BREN: En realidad fueron muchos los motivos. Por mi parte, había terminado la facultad y sabía que antes de empezar a ejercer algo asociado a la carrera, quería viajar. Un poco ese miedo de no saber qué hacer cuando te recibís. Necesitaba un cambio en mi vida. Más allá de todo y de que me sentía muy feliz en Mar del Plata, sabía que quería viajar y que este era el momento en el que necesitaba y quería hacerlo. 

EMMA: Alaska era un destino lejano e impensable. Quizás fue una meta superficial. En ese momento mi vida necesitaba un cambio. Quería saber qué había afuera. Por supuesto, sonaba demasiado loco e impresionante recorrer este hermoso continente en una pequeña moto junto a Bren. Ver vídeos de montones de viajeros en motos chicas que andaban por todos lados, me motivaba a pensar en mi meta y en que era posible ¿Por qué no podía yo? Mi vida, como mucho, se basaba en 30 km a la redonda. El mundo es demasiado grande como para que uno solo se quede en ese espacio. Tenía ganas de vivir cosas fantásticas, como las que veía en esos vídeos. Tenía ganas de conocer mi límite. Si tenía un problema, ver si era capaz de resolverlo. Probar comidas de todos lados. Quería experimentar. Realmente veía todo mal. Mi trabajo no era bueno, mi día no era bueno, mi sueldo no era bueno. Veía todo mal porque yo estaba mal. No era la vida que quería…

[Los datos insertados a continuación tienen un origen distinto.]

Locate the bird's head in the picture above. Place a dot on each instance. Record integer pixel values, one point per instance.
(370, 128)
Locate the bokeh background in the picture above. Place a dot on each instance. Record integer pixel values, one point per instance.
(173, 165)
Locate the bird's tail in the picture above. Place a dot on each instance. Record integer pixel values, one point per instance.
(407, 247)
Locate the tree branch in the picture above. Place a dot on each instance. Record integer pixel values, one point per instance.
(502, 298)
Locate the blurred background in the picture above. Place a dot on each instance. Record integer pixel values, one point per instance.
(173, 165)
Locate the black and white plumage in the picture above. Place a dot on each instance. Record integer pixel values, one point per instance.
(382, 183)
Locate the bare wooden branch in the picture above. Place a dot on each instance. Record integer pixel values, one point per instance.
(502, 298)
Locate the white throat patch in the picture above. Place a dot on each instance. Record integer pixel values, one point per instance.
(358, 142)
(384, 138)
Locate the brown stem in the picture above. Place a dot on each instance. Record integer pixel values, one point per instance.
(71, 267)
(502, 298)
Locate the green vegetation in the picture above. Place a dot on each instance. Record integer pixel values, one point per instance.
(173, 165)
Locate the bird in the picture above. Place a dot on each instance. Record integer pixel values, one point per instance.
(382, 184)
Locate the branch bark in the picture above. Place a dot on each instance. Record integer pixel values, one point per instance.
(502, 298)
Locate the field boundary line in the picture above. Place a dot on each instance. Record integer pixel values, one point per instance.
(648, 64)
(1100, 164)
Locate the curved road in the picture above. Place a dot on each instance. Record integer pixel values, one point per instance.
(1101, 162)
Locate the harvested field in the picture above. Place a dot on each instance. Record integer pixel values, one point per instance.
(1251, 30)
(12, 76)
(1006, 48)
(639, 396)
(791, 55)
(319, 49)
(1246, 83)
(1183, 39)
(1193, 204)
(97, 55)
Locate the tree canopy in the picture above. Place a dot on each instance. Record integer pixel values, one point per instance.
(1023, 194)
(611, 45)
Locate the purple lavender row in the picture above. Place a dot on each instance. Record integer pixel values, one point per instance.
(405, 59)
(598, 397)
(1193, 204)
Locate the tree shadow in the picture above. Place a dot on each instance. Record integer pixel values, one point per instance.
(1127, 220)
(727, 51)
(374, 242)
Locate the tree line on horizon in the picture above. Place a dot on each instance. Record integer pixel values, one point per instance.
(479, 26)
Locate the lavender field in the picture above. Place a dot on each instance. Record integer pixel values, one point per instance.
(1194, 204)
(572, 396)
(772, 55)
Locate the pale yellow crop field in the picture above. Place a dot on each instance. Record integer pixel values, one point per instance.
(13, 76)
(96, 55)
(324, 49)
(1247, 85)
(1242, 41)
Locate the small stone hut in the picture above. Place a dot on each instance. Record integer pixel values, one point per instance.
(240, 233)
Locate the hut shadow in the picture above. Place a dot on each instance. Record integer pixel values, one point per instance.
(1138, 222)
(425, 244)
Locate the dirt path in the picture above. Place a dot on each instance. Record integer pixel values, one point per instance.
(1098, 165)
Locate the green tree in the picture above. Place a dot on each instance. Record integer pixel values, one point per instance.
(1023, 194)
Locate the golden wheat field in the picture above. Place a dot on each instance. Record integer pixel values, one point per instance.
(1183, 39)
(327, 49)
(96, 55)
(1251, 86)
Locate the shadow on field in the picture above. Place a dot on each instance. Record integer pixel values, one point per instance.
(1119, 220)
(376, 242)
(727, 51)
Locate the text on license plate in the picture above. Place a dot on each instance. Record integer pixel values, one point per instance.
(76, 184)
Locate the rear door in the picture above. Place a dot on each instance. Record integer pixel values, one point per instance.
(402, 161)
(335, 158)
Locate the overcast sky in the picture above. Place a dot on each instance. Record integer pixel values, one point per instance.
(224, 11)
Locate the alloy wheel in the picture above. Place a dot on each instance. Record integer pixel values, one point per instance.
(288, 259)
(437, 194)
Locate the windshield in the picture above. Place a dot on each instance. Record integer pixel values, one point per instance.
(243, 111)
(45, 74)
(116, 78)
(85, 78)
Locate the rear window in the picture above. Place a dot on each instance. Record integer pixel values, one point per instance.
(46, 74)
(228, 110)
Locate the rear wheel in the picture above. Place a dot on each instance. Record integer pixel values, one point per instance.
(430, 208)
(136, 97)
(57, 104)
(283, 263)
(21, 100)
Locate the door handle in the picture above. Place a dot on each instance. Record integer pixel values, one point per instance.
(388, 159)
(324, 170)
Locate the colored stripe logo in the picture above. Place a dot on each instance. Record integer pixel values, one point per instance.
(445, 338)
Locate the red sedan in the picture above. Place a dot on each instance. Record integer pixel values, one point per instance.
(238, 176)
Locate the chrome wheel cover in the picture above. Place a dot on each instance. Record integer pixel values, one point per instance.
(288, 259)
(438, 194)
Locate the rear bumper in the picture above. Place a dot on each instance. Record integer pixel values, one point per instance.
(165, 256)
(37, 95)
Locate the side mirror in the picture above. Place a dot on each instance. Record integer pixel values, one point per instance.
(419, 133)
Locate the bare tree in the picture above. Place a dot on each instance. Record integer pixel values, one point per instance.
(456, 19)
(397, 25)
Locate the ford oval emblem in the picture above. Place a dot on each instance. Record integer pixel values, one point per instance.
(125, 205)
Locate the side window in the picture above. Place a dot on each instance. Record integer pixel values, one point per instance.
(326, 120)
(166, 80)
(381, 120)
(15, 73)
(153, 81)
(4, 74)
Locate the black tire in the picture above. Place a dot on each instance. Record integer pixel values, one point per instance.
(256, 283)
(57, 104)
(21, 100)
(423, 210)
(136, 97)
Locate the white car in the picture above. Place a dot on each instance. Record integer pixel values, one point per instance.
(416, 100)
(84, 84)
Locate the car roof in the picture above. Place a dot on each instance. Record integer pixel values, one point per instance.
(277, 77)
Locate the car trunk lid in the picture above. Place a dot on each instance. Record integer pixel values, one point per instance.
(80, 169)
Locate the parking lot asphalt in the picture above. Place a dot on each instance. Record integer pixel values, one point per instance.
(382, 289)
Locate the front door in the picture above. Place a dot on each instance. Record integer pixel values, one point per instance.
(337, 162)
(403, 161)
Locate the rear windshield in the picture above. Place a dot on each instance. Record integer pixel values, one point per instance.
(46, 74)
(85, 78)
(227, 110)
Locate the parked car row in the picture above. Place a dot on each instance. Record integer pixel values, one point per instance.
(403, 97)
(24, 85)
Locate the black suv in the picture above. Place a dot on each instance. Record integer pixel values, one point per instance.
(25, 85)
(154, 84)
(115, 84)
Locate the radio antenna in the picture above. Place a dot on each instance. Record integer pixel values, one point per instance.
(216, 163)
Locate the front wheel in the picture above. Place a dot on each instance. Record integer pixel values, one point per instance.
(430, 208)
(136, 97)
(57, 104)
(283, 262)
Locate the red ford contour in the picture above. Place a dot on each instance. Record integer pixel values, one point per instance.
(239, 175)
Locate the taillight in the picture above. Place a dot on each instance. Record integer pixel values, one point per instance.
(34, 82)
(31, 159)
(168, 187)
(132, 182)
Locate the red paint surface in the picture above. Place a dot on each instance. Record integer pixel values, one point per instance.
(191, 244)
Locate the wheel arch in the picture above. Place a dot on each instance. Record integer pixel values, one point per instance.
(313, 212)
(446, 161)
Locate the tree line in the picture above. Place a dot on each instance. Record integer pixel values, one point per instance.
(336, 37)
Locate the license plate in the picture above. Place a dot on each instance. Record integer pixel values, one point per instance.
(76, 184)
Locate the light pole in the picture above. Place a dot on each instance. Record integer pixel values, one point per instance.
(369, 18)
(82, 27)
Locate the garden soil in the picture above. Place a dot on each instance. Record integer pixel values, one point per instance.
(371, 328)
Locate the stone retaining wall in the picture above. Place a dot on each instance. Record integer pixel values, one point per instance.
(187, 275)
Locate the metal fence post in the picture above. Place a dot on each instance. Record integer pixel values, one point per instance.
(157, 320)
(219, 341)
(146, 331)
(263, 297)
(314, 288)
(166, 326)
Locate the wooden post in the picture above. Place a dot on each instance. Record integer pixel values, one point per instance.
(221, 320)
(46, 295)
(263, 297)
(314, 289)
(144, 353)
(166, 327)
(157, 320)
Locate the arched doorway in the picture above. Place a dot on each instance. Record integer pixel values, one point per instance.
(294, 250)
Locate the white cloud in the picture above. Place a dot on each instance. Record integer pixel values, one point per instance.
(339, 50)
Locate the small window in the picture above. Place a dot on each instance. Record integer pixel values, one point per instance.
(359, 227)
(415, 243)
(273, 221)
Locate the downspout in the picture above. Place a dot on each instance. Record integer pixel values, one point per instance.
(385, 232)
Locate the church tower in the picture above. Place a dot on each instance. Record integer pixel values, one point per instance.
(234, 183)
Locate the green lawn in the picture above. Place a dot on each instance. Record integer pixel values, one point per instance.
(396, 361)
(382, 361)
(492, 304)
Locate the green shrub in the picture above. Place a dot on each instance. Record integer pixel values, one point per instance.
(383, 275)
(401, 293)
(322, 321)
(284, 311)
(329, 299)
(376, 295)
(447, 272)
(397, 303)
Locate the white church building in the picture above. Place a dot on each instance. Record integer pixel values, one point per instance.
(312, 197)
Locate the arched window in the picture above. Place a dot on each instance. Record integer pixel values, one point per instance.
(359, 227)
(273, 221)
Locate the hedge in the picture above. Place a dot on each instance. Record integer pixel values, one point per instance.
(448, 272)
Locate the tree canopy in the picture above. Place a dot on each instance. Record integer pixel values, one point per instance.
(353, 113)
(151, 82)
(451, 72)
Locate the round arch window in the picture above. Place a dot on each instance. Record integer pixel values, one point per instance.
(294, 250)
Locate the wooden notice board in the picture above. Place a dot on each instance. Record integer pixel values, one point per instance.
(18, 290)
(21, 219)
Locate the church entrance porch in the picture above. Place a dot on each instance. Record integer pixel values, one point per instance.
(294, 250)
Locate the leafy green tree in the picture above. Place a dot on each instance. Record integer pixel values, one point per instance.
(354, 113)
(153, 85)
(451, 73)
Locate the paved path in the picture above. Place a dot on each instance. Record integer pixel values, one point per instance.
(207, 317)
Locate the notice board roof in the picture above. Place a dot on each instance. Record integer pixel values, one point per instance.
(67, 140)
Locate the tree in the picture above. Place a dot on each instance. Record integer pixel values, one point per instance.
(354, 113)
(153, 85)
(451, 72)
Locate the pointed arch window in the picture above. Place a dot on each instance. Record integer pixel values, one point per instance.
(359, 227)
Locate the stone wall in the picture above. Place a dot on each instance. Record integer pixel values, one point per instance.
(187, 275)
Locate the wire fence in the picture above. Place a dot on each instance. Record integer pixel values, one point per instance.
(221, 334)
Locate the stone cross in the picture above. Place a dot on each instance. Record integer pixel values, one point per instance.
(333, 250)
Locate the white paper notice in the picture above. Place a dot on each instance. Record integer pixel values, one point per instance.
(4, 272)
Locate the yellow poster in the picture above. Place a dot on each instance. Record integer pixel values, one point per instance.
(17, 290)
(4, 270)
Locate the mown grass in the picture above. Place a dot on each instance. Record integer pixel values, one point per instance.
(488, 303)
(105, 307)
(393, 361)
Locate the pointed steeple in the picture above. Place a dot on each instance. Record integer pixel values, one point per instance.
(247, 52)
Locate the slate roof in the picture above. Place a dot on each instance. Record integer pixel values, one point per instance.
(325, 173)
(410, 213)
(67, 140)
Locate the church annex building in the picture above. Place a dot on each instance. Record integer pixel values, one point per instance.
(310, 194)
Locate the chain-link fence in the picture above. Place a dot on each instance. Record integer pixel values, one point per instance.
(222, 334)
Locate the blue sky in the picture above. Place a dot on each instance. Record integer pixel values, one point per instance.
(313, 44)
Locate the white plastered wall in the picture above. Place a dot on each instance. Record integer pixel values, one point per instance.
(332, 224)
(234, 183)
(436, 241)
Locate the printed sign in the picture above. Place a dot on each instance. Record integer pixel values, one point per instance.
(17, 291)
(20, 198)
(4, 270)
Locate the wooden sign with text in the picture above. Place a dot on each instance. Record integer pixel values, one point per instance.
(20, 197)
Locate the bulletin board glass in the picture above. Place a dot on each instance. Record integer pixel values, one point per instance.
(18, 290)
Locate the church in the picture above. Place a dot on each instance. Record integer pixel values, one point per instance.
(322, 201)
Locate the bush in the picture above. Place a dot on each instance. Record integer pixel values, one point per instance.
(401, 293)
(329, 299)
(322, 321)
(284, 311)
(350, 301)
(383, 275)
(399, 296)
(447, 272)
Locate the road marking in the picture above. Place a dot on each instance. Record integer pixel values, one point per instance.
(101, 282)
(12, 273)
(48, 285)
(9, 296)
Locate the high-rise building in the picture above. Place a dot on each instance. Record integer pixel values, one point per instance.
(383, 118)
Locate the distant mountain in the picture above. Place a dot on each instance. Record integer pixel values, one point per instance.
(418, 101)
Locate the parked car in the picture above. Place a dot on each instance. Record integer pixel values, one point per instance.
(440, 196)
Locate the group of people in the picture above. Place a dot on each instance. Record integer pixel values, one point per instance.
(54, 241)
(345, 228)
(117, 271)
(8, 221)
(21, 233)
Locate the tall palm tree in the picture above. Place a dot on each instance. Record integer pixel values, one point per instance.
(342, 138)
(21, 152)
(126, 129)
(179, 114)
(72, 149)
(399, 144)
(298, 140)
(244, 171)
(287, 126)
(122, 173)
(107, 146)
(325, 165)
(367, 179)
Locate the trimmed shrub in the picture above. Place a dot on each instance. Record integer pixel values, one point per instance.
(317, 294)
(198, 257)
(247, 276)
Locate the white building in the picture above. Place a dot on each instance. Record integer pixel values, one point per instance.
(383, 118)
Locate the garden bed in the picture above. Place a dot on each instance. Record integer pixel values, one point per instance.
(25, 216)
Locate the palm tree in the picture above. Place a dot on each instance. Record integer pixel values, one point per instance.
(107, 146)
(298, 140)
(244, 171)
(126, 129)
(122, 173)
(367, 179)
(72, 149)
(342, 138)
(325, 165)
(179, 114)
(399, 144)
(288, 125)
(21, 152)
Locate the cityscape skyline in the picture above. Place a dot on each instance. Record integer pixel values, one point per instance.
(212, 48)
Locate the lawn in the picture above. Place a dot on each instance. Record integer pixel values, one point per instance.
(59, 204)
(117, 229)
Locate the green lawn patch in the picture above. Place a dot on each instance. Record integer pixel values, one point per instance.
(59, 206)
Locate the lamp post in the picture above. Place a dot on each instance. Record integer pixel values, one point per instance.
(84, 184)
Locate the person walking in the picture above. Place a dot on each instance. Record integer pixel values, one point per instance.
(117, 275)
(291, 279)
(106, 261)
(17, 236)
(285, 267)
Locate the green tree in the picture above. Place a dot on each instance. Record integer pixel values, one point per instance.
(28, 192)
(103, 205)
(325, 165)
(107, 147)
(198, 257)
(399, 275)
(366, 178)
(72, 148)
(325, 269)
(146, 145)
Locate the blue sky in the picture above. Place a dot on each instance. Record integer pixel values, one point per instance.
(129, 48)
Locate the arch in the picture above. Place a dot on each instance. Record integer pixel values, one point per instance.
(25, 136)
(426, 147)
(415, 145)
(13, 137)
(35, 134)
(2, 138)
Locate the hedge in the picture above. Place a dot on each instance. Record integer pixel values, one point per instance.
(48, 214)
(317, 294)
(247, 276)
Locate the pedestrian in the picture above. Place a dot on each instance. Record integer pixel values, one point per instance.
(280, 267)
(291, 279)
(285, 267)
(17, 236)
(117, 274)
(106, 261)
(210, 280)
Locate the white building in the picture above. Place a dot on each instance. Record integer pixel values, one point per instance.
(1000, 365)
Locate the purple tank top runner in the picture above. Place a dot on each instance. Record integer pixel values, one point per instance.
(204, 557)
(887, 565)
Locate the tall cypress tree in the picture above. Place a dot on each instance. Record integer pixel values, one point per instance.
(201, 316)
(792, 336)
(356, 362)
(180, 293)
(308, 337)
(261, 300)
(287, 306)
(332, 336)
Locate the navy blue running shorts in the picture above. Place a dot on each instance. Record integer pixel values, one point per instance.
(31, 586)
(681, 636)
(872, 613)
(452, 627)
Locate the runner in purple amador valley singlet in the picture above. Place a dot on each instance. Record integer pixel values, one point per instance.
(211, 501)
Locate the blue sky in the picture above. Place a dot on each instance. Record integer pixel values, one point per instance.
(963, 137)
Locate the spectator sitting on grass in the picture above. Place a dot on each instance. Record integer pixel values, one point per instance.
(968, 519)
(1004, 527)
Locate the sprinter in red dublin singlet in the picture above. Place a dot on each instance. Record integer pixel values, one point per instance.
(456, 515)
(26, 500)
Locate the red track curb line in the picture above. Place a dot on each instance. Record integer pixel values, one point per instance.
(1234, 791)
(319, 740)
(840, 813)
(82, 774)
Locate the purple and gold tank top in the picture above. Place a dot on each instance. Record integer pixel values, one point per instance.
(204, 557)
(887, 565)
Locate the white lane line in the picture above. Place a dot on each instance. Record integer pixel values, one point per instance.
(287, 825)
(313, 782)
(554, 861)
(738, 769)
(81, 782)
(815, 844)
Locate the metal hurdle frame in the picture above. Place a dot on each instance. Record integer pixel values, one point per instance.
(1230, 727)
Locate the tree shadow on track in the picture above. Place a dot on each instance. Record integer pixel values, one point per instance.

¿Por qué en moto y no en otro medio de transporte?

BREN: Emma ya tenía la moto hace un par de años y es apasionado con eso. Su viaje siempre fue pensado en moto. Creo que para este viaje nunca hubo otra opción. En mi caso, yo me había subido muy pocas veces a una moto en toda mi vida y desconocía absolutamente todo sobre el tema. Yo me sume en su viaje, por lo que para mí significaba una aventura y un desafío. Para él siempre fue un sueño poder realizar un viaje en su moto.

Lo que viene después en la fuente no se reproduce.